6.033 Spring 2014 Design Project 2: Running Jobs in a Data Center Network

Due Dates and Deliverables

There are four deliverables for Design Project 2:
  1. A list of team members emailed to your TA by April 16, 2014.
  2. A presentation rehearsal scheduled on May 2, 2014.
  3. One copy of a design report not exceeding 5,000 words, due at 5pm on May 9, 2014.
  4. A five-minute in-recitation presentation, on May 13 or May 15, 2014.
All written deliverables should be submitted via the online submission site. As with real-life system designs, 6.033 design projects are under-specified, and it is your job to complete the specification in a sensible way given the overall requirements of the project. As with designs in practice, the specifications often need some adjustment as the design is fleshed out. We recommend that you start early so that you can evolve your design over time. A good design is likely to take more than just a few days to put together.

Late submission grading policy: If you submit your DP2 report late, we will penalize you one letter grade per 48 hours, starting from 5pm on the submission day. For example, if you submit the report anywhere from 1 minute to 48 hours late, and your report would have otherwise received a grade of "A", you will receive a "B"; if you submitted 49 hours late, you would receive a "C".

You must work in teams of three for this project.
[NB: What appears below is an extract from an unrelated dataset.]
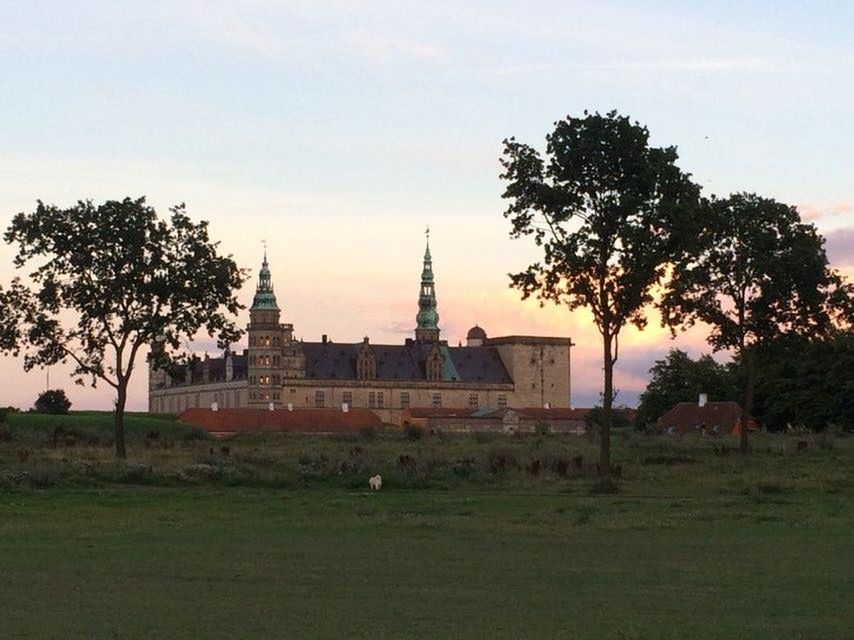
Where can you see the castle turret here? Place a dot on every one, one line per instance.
(266, 337)
(427, 320)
All three people on a team must have the same recitation instructor (you may team up with people from either of your instructor's sections).

Introduction

Over the past few years, it has become common to run large computation tasks in public data centers. A user may pay Amazon, Rackspace, or other data center providers in return for using their computing facility. The user divides the desired computation into smaller jobs and embeds each job in a virtual machine (VM). The virtual machines get deployed on the various physical machines in the data center. The VMs of a particular user communicate with each other over the data center's network to collaborate on delivering the desired computation task. At any point in time, multiple users run their computations in the data center. Each user pays the data center provider a fee that depends on the number and duration of the used virtual machines.

You are a user of public data center. Your objective is to complete a desired computation that involves a number of VMs in the shortest possible time. Your design has to take into account that you share the data center with other users with unknown and time-varying demands.

Data Center Networks

In this section, we describe the data center network. You may assume that the network is known to your system.

Data center networks typically organize their networks in a hierarchical way. In particular, the data center where you will run your VMs has 1,152 machines. Each physical machine has a unique ID. (Because the network is so large, we won't show every single machine in each image.)

These machines are divided into groups of 48 (i.e., there are 24 groups). A machine has an extremely fast network connection to every other machine in its group.

So that the groups can communicate with one another, we connect each group to its own router. Each of these "group routers" is connected to two "aggregate routers". There are eight total aggregate routers.

Because of the way the group routers are connected to the aggregate routers, the entire network is still not connected. Instead, there are four clusters of six groups each, and every group in each cluster is connected to the same two aggregate routers. This means that every machine in a cluster can communicate, but that there aren't any links across clusters.

To complete the network, each aggregate router is connected to two "core routers". There are only two core routers.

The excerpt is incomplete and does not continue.